Le surveillant chargé de l’accueillir a immédiatement constaté qu’il n’était pas dans un état normal. Il a alors alerté le gradé de roulement, qui a tenté de procéder à un contrôle d’alcoolémie.
Cependant, le détenu s’y est catégoriquement opposé.
Ce dernier a rapidement adopté un comportement virulent envers les surveillants présents, proférant des propos agressifs et menaçants tels que : « JE VAIS TE TUER, JE SAIS OÙ TU HABITES, JE VAIS T’ENVOYER UNE ÉQUIPE. »
Malgré les tentatives d’apaisement, le détenu a continué à proférer des menaces et a poussé les agents présents. Une mise en prévention a été nécessaire pour mettre fin à l’incident.

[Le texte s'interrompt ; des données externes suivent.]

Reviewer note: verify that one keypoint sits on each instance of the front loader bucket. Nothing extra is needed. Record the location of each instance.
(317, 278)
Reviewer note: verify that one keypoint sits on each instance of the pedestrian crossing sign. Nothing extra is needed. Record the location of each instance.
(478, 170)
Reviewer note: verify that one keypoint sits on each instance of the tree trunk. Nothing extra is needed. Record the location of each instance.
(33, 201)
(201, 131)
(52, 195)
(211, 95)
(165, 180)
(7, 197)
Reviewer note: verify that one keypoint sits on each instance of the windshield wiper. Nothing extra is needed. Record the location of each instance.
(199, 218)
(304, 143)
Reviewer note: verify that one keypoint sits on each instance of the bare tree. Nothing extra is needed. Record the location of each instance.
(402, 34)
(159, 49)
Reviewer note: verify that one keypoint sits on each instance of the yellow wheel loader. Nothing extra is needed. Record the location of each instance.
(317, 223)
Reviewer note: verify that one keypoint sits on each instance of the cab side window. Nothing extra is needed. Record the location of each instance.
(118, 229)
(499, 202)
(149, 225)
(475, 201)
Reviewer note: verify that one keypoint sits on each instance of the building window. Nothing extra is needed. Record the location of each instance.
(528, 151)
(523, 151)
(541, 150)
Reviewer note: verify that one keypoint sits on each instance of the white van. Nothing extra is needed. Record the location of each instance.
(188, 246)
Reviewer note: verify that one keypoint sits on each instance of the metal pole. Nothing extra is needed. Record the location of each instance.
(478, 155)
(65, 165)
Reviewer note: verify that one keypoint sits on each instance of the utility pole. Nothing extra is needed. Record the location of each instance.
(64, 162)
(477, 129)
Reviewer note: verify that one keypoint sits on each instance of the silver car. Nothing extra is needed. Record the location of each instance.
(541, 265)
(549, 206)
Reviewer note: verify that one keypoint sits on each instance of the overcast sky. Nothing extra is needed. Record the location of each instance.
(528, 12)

PENDANT LE TRANSFERT, IL A PERSISTÉ DANS SES MENACES DE MORT ENVERS LES SURVEILLANTS. À SON ARRIVÉE AU QUARTIER DISCIPLINAIRE, LE GRADÉ A RETIRÉ LES MENOTTES POUR PROCÉDER À UNE FOUILLE DE SÉCURITÉ. LE DÉTENU A ALORS REFUSÉ DE COOPÉRER ET A PORTÉ UN VIOLENT COUP AVEC SES DEUX POINGS AU THORAX D’UN COLLÈGUE, LE PROJETANT SUR LE LIT ET LUI CAUSANT UNE SECONDE BLESSURE AU TIBIA.
Lors du retrait des agents de la cellule, le détenu a tenté de s’en prendre de nouveau au gradé qui a dû le repousser, recevant un coup au niveau des côtes.
FACE À CES ACTES INACCEPTABLES, FO JUSTICE EXIGE DES SANCTIONS EXEMPLAIRES AINSI QUE LE TRANSFERT IMMÉDIAT DE CE DÉTENU, COMPTE TENU DES MENACES DE MORT PROFERÉES À L’ENCONTRE DE NOS COLLÈGUES.
Nous tenons à saluer le professionnalisme des agents présents ainsi que celui du gradé de nuit, qui ont su gérer cette situation avec sang-froid et efficacité.
Une fois de plus, notre profession est la cible d’un déferlement de haine, alors qu’elle souffre déjà énormément ces derniers temps.